Randomized and quasi-randomized controlled trials (RCT) of all types of prenatal education on toxoplasmosis infection during pregnancy.

Data collection and analysis

Three authors independently assessed study quality and extracted data.

Main results

One cluster-randomized controlled trial (432 women) met the inclusion criteria. However, the overall methodological quality was poor. The authors did not report measure of association but only provided P values (P less than 0.05) for all outcomes. The authors concluded that prenatal education can effectively change pregnant women's behavior as it increased pet, personal and food hygiene. There are no randomized trials on the effect of prenatal education on congenital toxoplasmosis rate, or toxoplasmosis seroconversion rate during pregnancy, but three observational studies consistently suggest that prenatal education might have a positive impact on these outcomes.

Authors' conclusions

Even though primary prevention of congenital toxoplasmosis is considered a desirable intervention, given the lack of related risks compared to secondary and tertiary prevention, its effectiveness has not been adequately evaluated. There is very little evidence from RCTs that prenatal education is effective in reducing congenital toxoplasmosis even though evidence from observational studies suggests it is. Given the lack of good evidence supporting prenatal education for congenital toxoplasmosis prevention, further RCTs are needed to confirm any potential benefits and to further quantify the impact of different sets of educational intervention.

Plain language summary

Prenatal education for congenital toxoplasmosis

Toxoplasmosis infection is caused by a parasite, Toxoplasma gondii. Eating raw or insufficiently cooked meat, not washing hands thoroughly after handling raw meat or gardening, or contact with cats' faeces (directly or indirectly through the soil, or possibly contaminated raw vegetables or fruits) can cause infection. Usually it is asymptomatic and self-limited. If pregnant women have not previously been exposed to the parasite and developed antibodies (immunoglobulins) while pregnant, the infection can be transmitted from the mother to the fetus (congenital toxoplasmosis). This is rare but has potentially serious effects of malformation, mental retardation, deafness and blindness of the infected infant, intrauterine death or stillbirth. The probability of infection is greater during the third trimester but the risk of the fetus developing major clinical signs is greater earlier in pregnancy. Primary prevention or population surveillance involves educating the general public, filtering water, improving farm hygiene to reduce animal infection, and offering prenatal education to pregnant women or women of reproductive age so that they can avoid toxoplasmosis through adopting simple behavioral measures. Evidence supporting prenatal education to prevent congenital toxoplasmosis is limited. It does indicate that prenatal education can change pregnant women's behavior to avoid risk factors for toxoplasmosis infection during pregnancy. The one controlled trial identified by the review authors was from Canada and involved 432 women who were randomly assigned to a 10 minute presentation about toxoplasmosis prevention that focused on cat, food and personal hygiene during their first prenatal class, or to their usual prenatal class.

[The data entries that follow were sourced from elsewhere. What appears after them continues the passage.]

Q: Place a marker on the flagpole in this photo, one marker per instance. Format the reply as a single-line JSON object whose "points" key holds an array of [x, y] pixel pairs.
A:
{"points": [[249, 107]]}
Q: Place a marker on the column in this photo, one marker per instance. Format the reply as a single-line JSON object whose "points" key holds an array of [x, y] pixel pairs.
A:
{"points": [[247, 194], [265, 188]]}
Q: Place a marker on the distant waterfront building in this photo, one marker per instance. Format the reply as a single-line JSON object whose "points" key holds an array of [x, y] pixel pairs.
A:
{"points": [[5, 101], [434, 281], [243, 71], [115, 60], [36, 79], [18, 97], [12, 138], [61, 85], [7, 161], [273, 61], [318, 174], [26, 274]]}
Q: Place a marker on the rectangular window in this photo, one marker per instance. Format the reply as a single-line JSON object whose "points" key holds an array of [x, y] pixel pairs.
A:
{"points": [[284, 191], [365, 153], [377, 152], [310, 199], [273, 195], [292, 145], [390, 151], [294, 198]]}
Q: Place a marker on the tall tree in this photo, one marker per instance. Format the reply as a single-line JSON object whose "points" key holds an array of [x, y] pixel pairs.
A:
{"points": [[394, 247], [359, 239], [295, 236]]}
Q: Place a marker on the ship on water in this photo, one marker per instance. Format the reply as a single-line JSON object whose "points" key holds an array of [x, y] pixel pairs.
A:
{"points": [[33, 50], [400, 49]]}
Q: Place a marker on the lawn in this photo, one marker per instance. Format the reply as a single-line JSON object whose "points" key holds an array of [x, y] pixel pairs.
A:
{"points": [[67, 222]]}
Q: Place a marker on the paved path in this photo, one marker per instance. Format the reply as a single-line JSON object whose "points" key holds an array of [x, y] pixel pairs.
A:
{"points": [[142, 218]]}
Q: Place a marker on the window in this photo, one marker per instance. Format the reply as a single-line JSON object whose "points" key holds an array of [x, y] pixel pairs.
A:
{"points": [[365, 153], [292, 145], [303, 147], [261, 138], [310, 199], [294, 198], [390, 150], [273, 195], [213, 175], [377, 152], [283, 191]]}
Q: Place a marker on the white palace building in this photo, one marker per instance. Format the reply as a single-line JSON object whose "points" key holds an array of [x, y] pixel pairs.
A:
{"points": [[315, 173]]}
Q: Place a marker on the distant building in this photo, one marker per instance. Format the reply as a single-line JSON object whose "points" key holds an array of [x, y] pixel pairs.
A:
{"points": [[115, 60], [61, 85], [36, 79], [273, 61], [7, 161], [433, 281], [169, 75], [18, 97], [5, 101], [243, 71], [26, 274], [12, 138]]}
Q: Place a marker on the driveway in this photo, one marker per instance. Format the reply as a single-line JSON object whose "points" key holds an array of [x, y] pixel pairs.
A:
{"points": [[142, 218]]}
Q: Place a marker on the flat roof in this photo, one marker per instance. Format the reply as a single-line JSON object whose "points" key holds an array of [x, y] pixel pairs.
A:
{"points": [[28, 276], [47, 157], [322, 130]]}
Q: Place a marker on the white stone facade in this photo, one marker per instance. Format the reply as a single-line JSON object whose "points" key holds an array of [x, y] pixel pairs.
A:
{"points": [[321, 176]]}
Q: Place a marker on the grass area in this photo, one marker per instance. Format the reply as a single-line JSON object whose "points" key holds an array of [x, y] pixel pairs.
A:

Losses to follow up of the women participating in prenatal classes were high and 285 completed the post test questionnaire in the third term of pregnancy. Only 5% of the intervention women recalled having obtained specific information on toxoplasmosis prevention during prenatal classes.

We did not find any randomized trials providing data on change of congenital toxoplasmosis rate or exposure to toxoplasmosis in the blood (and seroconversion) during pregnancy.